In the clinical-trials arena, processing information often means a tilt toward favoring positive results, says Duke’s Gary Lyman, editor-in-chief of the journal Cancer Investigation as well as an adviser to the FDA.“It’s so much easier to embrace something new that looks exciting than it is to step back and say, ‘You know, we were mistaken, it’s not that good, or it’s not good at all.’ It’s the same with the Avastin issue. Even if the FDA comes out and says, ‘We don’t believe the science is there now, and we can’t approve it for this intervention,’ it’s going to be very hard to convince oncologists. It’s going to be very hard to convince patients who think their life is dependent on the drug, even if the data don’t support that.”

JAMA, the Journal of the American Medical Association, has delved into researcher bias. (Eric Peterson of the DCRI is one of JAMA’s editors.) One early study published in the journal, from the late 1950s, reported that 97 percent of the articles published in a given year found the tested drug was performing safely and effectively. A more recent study showed that scientists presented with identical (mock) clinical trials found one weaker in significance than the other—based solely on the fact that one trial arrived at a positive conclusion and the other at a negative conclusion.
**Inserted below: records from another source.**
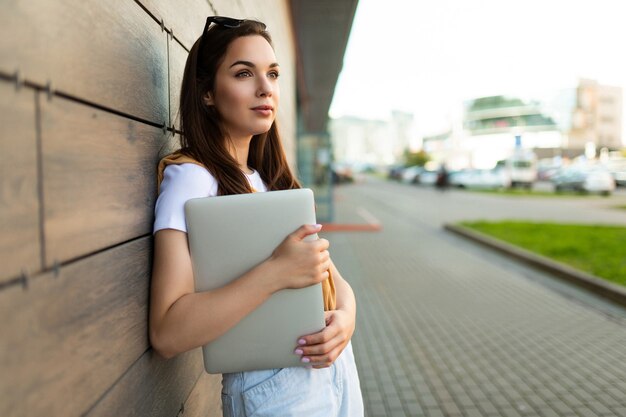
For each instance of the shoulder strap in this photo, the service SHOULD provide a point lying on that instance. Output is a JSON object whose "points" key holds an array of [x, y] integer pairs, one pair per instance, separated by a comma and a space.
{"points": [[175, 158]]}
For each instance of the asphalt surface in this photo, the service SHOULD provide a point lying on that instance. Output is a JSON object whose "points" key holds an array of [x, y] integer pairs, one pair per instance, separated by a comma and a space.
{"points": [[446, 327]]}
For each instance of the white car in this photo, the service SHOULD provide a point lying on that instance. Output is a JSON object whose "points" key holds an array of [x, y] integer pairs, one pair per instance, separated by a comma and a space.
{"points": [[411, 175], [593, 179], [482, 178]]}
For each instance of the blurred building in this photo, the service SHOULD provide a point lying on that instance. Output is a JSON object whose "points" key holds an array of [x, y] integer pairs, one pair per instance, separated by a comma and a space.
{"points": [[596, 116], [360, 142], [566, 124]]}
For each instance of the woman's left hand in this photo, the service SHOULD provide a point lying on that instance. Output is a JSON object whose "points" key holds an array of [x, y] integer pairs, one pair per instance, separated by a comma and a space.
{"points": [[323, 348]]}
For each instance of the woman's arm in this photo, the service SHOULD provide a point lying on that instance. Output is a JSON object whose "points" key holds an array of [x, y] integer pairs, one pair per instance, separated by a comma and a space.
{"points": [[323, 348], [181, 319]]}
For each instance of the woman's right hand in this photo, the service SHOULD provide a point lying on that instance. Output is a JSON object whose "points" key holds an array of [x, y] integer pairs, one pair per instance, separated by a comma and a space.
{"points": [[299, 263]]}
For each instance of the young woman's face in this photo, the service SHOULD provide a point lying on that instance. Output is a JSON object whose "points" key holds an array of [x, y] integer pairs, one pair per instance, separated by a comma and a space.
{"points": [[246, 87]]}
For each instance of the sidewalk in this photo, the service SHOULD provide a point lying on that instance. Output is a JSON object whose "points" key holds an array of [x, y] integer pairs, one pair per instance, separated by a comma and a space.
{"points": [[443, 331]]}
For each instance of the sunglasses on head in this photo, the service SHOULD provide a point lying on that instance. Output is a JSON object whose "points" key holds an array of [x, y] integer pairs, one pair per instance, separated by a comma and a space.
{"points": [[227, 22]]}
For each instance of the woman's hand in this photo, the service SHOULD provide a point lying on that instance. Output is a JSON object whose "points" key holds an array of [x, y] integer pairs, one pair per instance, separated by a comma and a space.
{"points": [[323, 348], [298, 262]]}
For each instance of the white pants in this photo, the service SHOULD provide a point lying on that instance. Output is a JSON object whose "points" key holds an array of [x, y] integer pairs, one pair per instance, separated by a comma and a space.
{"points": [[298, 391]]}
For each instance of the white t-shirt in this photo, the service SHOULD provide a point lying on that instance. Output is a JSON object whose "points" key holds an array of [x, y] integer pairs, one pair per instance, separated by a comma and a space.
{"points": [[183, 182]]}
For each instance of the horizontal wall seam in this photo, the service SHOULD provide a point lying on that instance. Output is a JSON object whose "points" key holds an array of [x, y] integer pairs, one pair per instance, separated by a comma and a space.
{"points": [[162, 24], [25, 279], [106, 392], [24, 83]]}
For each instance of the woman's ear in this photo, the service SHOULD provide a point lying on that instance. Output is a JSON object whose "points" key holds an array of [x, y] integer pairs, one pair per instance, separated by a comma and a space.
{"points": [[208, 99]]}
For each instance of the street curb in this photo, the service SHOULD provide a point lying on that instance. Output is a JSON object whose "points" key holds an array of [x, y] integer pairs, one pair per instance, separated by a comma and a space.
{"points": [[590, 282]]}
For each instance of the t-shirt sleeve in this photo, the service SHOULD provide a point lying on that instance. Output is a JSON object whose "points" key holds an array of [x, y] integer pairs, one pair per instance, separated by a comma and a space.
{"points": [[180, 183]]}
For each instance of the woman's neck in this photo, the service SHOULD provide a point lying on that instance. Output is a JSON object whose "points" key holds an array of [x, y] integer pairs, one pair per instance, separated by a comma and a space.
{"points": [[239, 149]]}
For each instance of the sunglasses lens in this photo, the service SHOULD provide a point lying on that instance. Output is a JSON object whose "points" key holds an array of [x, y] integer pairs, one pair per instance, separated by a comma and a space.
{"points": [[227, 22]]}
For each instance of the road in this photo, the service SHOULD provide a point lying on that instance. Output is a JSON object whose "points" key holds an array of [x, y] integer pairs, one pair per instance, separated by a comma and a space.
{"points": [[447, 328]]}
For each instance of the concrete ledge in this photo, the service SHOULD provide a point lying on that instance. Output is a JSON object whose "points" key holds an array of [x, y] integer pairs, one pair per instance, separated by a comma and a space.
{"points": [[582, 279]]}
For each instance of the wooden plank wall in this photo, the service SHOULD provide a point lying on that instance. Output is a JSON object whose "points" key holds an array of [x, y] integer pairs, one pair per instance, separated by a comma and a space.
{"points": [[88, 99]]}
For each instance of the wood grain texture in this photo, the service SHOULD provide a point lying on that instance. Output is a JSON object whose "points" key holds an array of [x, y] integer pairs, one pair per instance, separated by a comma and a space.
{"points": [[99, 178], [185, 17], [68, 338], [110, 53], [152, 387], [19, 201], [177, 59], [205, 398]]}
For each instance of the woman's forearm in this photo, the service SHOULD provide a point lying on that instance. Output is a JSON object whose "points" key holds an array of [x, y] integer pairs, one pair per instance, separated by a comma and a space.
{"points": [[198, 318]]}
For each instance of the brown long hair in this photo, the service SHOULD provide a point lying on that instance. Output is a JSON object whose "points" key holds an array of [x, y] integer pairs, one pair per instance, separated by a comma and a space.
{"points": [[203, 137]]}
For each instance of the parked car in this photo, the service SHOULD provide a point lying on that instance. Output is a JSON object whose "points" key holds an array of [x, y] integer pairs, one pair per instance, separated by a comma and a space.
{"points": [[395, 172], [427, 177], [481, 178], [594, 179], [411, 174]]}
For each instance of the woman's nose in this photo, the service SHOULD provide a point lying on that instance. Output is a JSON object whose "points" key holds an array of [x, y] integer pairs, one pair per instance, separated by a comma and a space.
{"points": [[265, 87]]}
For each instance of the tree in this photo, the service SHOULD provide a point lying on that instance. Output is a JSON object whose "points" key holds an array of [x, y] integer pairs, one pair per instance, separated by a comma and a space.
{"points": [[415, 158]]}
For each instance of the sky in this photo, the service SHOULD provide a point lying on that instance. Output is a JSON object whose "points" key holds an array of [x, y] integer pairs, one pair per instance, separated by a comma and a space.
{"points": [[427, 57]]}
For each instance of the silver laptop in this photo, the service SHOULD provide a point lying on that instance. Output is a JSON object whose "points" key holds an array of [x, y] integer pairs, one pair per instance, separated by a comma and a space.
{"points": [[229, 235]]}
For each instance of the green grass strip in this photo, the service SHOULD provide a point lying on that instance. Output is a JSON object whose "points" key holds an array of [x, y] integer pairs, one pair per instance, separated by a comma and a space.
{"points": [[521, 192], [599, 250]]}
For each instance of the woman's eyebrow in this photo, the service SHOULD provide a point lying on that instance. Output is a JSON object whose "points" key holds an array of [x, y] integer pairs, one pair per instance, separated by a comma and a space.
{"points": [[251, 65]]}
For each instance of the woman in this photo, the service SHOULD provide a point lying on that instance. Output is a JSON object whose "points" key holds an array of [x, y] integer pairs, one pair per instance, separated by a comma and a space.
{"points": [[230, 145]]}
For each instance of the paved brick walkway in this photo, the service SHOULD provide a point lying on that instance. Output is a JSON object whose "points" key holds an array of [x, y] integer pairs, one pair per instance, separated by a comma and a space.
{"points": [[445, 331]]}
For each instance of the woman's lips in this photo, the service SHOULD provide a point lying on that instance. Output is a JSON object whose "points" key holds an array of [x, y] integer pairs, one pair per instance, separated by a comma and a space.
{"points": [[263, 110]]}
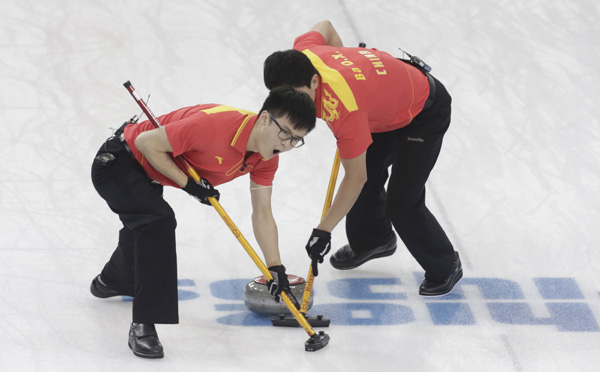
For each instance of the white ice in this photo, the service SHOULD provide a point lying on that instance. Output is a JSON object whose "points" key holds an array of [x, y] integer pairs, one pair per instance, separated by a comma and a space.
{"points": [[517, 186]]}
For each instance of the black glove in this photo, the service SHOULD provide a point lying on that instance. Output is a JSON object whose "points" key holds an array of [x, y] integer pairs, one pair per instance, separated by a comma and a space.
{"points": [[317, 247], [201, 190], [279, 283]]}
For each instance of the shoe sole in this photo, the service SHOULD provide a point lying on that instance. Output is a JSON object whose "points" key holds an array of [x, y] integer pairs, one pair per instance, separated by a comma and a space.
{"points": [[458, 277], [147, 356], [378, 255]]}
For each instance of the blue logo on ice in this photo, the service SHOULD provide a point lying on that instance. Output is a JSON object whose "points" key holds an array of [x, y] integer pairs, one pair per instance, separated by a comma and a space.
{"points": [[369, 304]]}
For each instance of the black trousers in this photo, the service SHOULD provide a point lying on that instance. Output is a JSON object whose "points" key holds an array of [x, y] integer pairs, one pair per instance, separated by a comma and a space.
{"points": [[144, 265], [412, 152]]}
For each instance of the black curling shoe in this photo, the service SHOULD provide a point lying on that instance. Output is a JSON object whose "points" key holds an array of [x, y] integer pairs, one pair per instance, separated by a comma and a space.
{"points": [[345, 258], [430, 288], [144, 342], [101, 290]]}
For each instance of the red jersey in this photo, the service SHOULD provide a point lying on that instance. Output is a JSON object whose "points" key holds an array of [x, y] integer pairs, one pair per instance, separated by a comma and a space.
{"points": [[213, 139], [362, 91]]}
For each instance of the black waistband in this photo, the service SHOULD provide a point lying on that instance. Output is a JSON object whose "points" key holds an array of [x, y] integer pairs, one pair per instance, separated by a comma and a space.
{"points": [[431, 97]]}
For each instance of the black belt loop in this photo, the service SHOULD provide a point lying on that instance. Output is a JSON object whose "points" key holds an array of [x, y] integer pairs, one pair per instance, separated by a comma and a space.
{"points": [[432, 90]]}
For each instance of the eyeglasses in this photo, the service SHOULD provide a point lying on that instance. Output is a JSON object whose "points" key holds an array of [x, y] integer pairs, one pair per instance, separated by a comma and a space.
{"points": [[285, 135]]}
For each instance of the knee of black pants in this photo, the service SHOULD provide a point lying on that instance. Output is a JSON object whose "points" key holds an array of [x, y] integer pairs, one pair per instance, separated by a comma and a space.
{"points": [[400, 207], [163, 217]]}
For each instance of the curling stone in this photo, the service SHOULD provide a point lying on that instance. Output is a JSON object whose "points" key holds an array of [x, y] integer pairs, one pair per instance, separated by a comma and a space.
{"points": [[258, 299]]}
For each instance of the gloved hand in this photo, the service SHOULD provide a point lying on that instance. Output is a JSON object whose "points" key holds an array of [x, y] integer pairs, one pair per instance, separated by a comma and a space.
{"points": [[279, 283], [201, 190], [317, 247]]}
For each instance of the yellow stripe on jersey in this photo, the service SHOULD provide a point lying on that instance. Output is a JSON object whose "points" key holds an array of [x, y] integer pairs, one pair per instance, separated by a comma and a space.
{"points": [[240, 129], [335, 80]]}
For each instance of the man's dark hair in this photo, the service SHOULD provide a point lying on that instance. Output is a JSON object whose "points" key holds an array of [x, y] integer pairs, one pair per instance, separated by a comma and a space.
{"points": [[289, 67], [297, 106]]}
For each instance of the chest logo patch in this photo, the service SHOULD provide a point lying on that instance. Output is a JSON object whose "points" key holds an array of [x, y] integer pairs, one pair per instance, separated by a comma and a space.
{"points": [[330, 104]]}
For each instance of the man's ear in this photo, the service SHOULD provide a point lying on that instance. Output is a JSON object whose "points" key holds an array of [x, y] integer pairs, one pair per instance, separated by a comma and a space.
{"points": [[264, 117], [314, 82]]}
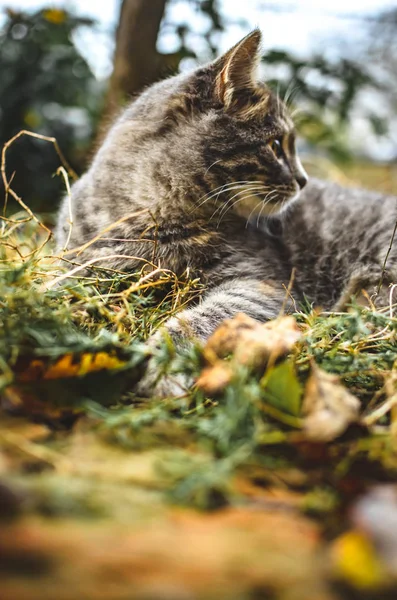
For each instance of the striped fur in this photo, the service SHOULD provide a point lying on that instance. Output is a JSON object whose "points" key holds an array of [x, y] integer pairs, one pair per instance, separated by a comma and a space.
{"points": [[201, 173]]}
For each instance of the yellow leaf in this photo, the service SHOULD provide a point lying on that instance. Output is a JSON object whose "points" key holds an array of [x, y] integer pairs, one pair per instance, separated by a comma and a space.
{"points": [[55, 15], [356, 561]]}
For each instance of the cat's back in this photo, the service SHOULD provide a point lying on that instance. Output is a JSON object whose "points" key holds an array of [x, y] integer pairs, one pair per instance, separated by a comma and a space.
{"points": [[332, 231]]}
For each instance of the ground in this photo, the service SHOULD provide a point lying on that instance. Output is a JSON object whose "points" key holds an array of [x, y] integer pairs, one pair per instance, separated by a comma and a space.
{"points": [[274, 477]]}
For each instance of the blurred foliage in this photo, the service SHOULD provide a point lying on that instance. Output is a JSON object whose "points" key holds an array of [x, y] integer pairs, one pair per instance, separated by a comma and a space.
{"points": [[46, 87], [326, 94]]}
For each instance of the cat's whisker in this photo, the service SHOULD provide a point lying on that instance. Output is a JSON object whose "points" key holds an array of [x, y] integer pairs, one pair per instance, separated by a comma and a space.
{"points": [[252, 211], [225, 207], [268, 198], [221, 189], [229, 208]]}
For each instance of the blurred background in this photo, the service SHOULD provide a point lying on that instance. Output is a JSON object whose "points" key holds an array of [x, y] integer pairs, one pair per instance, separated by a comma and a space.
{"points": [[66, 68]]}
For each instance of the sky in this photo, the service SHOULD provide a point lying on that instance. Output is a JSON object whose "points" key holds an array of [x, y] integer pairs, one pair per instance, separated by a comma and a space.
{"points": [[298, 25]]}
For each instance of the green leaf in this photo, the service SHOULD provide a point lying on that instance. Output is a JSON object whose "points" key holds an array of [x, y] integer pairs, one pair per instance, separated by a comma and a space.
{"points": [[282, 388]]}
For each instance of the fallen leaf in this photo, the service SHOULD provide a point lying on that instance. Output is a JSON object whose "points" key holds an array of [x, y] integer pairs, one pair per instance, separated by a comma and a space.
{"points": [[214, 379], [328, 407], [253, 344], [71, 366], [356, 561], [375, 514]]}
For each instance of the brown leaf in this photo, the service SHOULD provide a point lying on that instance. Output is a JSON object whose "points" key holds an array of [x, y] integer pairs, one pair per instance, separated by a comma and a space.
{"points": [[328, 407], [253, 344], [214, 379]]}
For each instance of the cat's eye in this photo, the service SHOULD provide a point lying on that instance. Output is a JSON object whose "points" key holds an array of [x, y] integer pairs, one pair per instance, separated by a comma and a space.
{"points": [[277, 147]]}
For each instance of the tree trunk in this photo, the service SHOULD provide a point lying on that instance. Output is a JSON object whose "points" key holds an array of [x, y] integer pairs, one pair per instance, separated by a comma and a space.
{"points": [[136, 61]]}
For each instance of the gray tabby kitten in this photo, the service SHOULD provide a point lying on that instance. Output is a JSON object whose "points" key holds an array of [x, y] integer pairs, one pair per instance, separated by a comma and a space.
{"points": [[182, 159]]}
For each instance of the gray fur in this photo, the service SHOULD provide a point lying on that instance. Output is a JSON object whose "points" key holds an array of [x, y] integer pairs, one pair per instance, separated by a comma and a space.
{"points": [[173, 161]]}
In McKinney’s view, clinical trials will never be definitive in the course of medical treatment; medicine always will be part science, part art. “People are not simple and clean, as clinical trials would have it. They’re complicated,” he says. One complicated human being would accept a nagging cough as a side effect to control blood pressure. Another would find it an unattractive tradeoff. One complicated human being would take antipsychotics even if it produced weight gain. Another would find the thought untenable.

Among those right now feeling the consequences of clinical trials is Marcia Gilbert, a thirty-year resident of Charlotte and an occasional patient of Kimberly Blackwell, the Duke breast-cancer specialist. She received a diagnosis of breast cancer more than sixteen years ago; after a period of remission, her cancer was found to have metastasized just over seven years ago. “When I asked the surgeon what I should expect from this long-term, he said I’ll be lucky to be alive in five years. He was, thank the Lord, way wrong on that.”

Gilbert has been on Avastin, the disputed breast-cancer drug, for more than two years. She’s tolerated Avastin much better, she says, than standard chemotherapy: “It’s allowed me to live a good quality of life. It’s felt like the dangers are minimal, and the side effects can easily be monitored by the patient and the patient’s doctor.” The clinical-trial findings that question the drug’s safety and effectiveness don’t square with her own experiences, she says. She’s concerned that with those findings, insurers will back off paying for Avastin for breast cancer. The yearly costs of $90,000 or so would be impossible for her or most future patients to absorb, she says. She also wonders whether the FDA’s decision against approval, following years of expensive research and clinical trials, will discourage drug makers from pursuing new therapies in the future.